Through much of my career, I never quite appreciated the sports staff. The sports desk was over there in its own corner or maybe even a separate room or suite. Unlike the cops beat or business or education or even the courts coverage that filled the “real” news.

But it did produce some of the best political writers and editors in the business.

Their perspective, facing two teams, essentially – especially baseball, with its daily games in season, and delivering on tight deadlines – provided a character-based focus in contrast to those of us who were more policy driven.

Its baseball angle for some fine writers first came to my attention in John Updike’s prose and later David Halberstam, though they didn’t have newspaper experience.

The drama of contests, strategies, determination, hard work, fairness, and a vision is central in their work, along with the reality that so much of the field is about losers who persist and sometimes come out on top or have lasting influence, especially within the realm of a hometown team.

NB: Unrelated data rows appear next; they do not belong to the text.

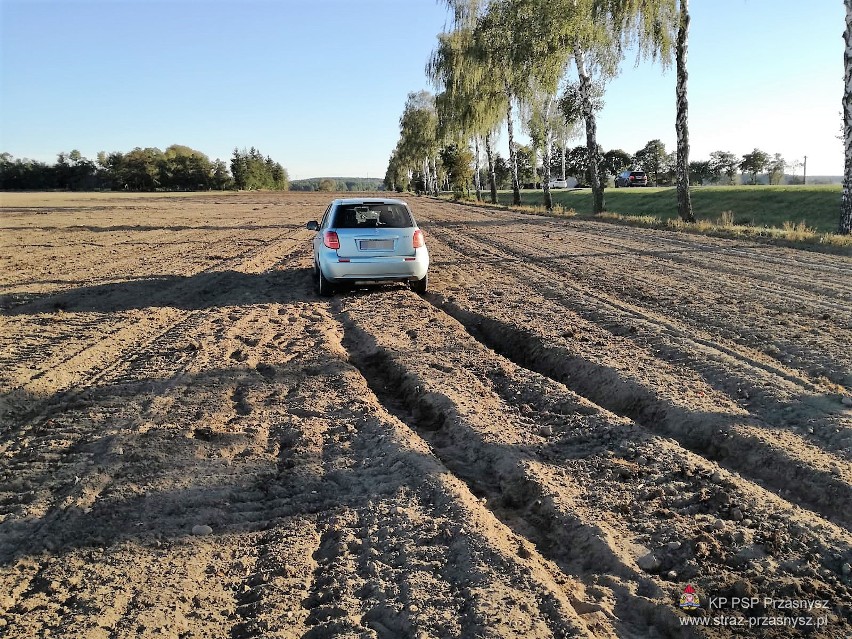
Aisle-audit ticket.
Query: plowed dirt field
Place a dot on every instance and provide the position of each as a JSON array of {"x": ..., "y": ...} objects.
[{"x": 575, "y": 424}]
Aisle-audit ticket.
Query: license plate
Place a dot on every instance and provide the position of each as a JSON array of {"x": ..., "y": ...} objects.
[{"x": 375, "y": 245}]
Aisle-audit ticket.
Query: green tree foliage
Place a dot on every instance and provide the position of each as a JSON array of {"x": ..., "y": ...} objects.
[
  {"x": 179, "y": 167},
  {"x": 458, "y": 163},
  {"x": 654, "y": 161},
  {"x": 502, "y": 172},
  {"x": 724, "y": 163},
  {"x": 754, "y": 163},
  {"x": 615, "y": 161},
  {"x": 252, "y": 171},
  {"x": 701, "y": 172},
  {"x": 143, "y": 169},
  {"x": 775, "y": 168}
]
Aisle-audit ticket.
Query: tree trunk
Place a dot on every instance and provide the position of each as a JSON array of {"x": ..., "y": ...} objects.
[
  {"x": 684, "y": 203},
  {"x": 845, "y": 226},
  {"x": 427, "y": 179},
  {"x": 492, "y": 176},
  {"x": 591, "y": 130},
  {"x": 513, "y": 158},
  {"x": 545, "y": 169},
  {"x": 476, "y": 178}
]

Not a bad paradigm.

These former sportswriters and editors were around me throughout my career, though I never kept a list and now wish I had. On the national scene in my time, though, I can point to Charles P. Pierce, Mike Lupica, Ward Just, and Mike McAlery as prime examples of those who broadened their game.

Curiously, I haven’t seen that crossover occurring much from a football foundation. Perhaps that game’s more like a weekly television series or shouting match than the realities of a daily grind.

I’ll let up for now before I’m playing out of my league. But I do want to hear more from others – players and fans alike.

Here I am living in a most photogenic terrain

Others have pointed out that most of the places I’ve resided in have been rich in natural beauty. While I’ve dampened that with an argument that you can find beauty wherever you are, or at least visual stimulation, I do have to concede how rarely that’s the case.

Many places, in fact, are brutal on the eyeballs.

Part of the attraction to Eastport for me was, after all, its access to wilderness and a rugged shoreline. Good shots seem to be waiting everywhere.

It shouldn’t be surprising that I’m overwhelmed by the number of solid photos I’ve been taking. How on earth is one supposed to organize them, much less share them?

It’s not like the old days of light meters, F-stops, film, or even focus, either.

Digital makes it a snap. All you have to do is look and see something.

And, yes, sometimes the camera – or cell phone – sees something more.

Eastport is a pedestrian-friendly village with old houses and storefronts, meaning more variety and detail than you’d find in the average drive-by suburb. It’s surrounded by forests, shorelines, and streams that present more opportunities. No wonder we see people pointing their lenses everywhere, and not just for selfies.

Where are all of these images going to go, anyway?